The copper futures contract traded on the Multi Commodity Exchange (MCX) witnessed a corrective rally over the past week to reach its resistance at ₹322 a kg. However, it has reversed lower from there as expected.
The contract recorded a high of ₹321.65 on Friday and has reversed sharply lower from there. It is currently trading at ₹308.50.This downward reversal has also happened from a key 38.2 per cent Fibonacci retracement resistance which is also poised near ₹322.
This reversal keeps the overall downtrend intact and signals that a fresh leg of down move has started.
As long as the contract trades below ₹322, there is a strong likelihood of the contract declining below ₹300 in the coming days.

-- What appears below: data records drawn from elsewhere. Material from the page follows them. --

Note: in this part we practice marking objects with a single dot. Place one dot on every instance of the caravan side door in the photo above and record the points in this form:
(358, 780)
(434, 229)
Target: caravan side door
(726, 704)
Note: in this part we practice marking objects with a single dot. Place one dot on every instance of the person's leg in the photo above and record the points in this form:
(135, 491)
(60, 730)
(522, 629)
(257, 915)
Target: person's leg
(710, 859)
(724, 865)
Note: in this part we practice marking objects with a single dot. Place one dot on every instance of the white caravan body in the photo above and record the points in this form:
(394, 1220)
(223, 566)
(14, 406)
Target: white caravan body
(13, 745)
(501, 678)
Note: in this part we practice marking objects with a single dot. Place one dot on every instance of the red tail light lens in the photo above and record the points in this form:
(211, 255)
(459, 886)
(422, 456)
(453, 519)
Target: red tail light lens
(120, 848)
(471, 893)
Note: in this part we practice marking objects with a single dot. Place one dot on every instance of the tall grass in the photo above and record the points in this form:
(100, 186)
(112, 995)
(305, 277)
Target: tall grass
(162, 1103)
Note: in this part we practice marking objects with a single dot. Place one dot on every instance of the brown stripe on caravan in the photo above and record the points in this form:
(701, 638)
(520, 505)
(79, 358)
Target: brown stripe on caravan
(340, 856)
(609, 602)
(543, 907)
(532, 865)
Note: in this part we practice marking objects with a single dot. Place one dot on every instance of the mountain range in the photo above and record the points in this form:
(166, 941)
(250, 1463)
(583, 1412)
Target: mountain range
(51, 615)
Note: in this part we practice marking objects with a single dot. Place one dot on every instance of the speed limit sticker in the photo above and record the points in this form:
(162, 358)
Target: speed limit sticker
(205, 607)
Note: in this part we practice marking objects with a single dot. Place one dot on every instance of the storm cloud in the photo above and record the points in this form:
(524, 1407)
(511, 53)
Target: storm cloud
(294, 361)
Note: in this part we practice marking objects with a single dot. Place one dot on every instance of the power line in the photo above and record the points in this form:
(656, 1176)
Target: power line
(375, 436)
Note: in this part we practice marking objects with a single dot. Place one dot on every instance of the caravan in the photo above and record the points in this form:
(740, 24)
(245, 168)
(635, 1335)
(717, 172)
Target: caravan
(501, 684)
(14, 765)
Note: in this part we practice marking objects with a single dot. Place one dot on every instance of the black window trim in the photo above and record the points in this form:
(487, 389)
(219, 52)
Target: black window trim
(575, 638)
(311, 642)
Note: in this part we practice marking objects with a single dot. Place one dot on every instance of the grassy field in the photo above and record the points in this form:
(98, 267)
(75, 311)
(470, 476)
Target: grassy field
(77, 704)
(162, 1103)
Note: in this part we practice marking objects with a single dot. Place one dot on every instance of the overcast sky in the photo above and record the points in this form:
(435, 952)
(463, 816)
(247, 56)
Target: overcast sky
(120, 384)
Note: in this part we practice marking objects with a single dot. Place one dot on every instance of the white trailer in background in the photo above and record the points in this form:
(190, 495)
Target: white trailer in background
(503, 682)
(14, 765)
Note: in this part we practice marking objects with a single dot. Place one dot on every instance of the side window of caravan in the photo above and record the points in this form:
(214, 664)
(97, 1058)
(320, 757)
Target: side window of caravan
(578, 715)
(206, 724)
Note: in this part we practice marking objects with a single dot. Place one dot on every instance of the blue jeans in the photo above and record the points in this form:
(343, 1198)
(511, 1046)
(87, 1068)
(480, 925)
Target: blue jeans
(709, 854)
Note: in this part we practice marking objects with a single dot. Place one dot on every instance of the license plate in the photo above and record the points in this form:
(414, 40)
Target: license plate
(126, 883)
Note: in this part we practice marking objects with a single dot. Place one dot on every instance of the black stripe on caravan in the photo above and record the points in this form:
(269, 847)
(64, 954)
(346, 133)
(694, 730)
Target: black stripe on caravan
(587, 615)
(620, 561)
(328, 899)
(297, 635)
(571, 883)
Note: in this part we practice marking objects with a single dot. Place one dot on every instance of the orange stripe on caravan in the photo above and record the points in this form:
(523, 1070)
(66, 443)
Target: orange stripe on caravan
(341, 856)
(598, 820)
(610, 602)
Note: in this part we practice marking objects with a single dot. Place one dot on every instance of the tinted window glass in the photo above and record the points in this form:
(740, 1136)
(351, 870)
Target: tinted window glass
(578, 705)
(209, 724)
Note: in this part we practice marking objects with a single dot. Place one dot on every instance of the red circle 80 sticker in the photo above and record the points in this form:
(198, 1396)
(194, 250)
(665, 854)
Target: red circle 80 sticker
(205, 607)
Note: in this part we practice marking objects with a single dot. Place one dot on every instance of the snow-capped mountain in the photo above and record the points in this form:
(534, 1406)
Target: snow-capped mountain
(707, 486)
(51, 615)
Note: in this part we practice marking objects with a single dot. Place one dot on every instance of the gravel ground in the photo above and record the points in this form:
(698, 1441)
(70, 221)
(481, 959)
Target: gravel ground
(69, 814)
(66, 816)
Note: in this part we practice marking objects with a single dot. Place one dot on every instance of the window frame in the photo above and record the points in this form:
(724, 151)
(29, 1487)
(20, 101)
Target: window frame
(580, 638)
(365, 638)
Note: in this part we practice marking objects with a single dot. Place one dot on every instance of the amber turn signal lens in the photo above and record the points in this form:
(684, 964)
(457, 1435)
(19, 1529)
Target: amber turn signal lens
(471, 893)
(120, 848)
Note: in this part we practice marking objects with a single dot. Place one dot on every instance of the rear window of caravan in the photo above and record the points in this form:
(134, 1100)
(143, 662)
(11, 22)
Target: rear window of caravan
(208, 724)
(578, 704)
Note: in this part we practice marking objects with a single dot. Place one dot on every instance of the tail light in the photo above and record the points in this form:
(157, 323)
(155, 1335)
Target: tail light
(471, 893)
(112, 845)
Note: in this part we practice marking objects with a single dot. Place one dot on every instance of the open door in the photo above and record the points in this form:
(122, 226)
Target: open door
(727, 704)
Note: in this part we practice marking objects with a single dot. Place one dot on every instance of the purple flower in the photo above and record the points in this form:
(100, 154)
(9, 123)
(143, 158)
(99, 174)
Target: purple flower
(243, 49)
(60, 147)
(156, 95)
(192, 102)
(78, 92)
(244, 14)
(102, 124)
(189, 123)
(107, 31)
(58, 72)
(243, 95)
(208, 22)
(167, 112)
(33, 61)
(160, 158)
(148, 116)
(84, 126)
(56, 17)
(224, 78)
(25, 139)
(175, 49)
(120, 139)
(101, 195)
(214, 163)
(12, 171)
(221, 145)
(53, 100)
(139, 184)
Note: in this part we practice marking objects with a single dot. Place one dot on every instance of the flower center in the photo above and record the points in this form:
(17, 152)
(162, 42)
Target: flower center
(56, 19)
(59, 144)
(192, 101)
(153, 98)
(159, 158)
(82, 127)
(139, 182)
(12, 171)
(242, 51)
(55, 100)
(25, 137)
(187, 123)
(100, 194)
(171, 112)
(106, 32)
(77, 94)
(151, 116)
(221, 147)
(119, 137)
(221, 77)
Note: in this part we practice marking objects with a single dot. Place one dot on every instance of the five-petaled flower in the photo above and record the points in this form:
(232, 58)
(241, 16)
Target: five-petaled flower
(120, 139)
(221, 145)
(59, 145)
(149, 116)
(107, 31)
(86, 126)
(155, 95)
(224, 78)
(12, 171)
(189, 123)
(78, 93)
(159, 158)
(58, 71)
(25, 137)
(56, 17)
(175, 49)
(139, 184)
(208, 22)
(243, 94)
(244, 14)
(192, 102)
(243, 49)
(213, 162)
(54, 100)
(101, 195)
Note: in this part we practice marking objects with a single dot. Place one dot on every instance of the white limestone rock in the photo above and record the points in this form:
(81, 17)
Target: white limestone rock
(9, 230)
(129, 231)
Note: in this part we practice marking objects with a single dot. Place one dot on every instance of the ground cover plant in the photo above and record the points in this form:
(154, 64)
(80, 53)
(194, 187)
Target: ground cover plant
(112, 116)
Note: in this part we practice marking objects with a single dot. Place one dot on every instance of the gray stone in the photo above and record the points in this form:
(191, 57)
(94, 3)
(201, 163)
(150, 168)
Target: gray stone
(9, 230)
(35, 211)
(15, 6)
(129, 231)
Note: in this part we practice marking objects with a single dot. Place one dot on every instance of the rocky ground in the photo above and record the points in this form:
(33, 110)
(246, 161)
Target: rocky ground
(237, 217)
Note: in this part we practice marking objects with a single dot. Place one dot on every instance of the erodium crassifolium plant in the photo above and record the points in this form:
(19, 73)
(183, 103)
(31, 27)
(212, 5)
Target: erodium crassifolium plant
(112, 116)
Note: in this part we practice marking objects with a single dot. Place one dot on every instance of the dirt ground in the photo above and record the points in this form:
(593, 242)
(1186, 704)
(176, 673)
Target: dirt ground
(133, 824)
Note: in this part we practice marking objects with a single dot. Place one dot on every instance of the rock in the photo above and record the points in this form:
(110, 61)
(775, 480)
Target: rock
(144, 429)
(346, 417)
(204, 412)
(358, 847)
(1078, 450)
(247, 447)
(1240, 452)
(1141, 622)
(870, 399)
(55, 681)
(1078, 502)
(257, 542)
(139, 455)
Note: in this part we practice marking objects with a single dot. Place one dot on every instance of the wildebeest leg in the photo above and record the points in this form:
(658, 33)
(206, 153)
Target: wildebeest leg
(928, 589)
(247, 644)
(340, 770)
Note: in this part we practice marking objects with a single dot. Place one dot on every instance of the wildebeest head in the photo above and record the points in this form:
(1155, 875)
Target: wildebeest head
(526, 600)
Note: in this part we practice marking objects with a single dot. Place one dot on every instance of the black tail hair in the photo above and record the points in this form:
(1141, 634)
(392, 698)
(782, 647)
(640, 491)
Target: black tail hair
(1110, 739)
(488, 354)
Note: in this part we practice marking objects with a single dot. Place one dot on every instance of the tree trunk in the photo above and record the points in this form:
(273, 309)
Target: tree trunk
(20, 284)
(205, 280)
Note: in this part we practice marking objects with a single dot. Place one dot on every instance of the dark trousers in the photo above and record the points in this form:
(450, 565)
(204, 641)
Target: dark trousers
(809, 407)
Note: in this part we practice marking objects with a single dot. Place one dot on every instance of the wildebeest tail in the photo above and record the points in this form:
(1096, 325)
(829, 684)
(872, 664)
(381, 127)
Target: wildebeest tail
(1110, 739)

Such a fall can increase the downside pressure and drag the contract to the previous low of ₹293.5. Further break below ₹293.5 can pull the contract lower to ₹285 thereafter.
The contract can witness volatile swings in the near-term following the outcome of the US Federal Reserve meeting. So, the short-term traders can stay out of the market.
However, traders with a medium-term perspective and with a high risk appetite can go short at current levels. Stop-loss can be kept wider at ₹325 for the target of ₹288. Intermediate rallies to ₹315 and ₹320 can be used to accumulate short positions.
The 21-week moving average at ₹332.5 is a key resistance level for the contract. Only a strong break and a decisive close above this level will turn the overall outlook positive.
Note: The recommendations are based on technical analysis. There is a risk of loss in trading.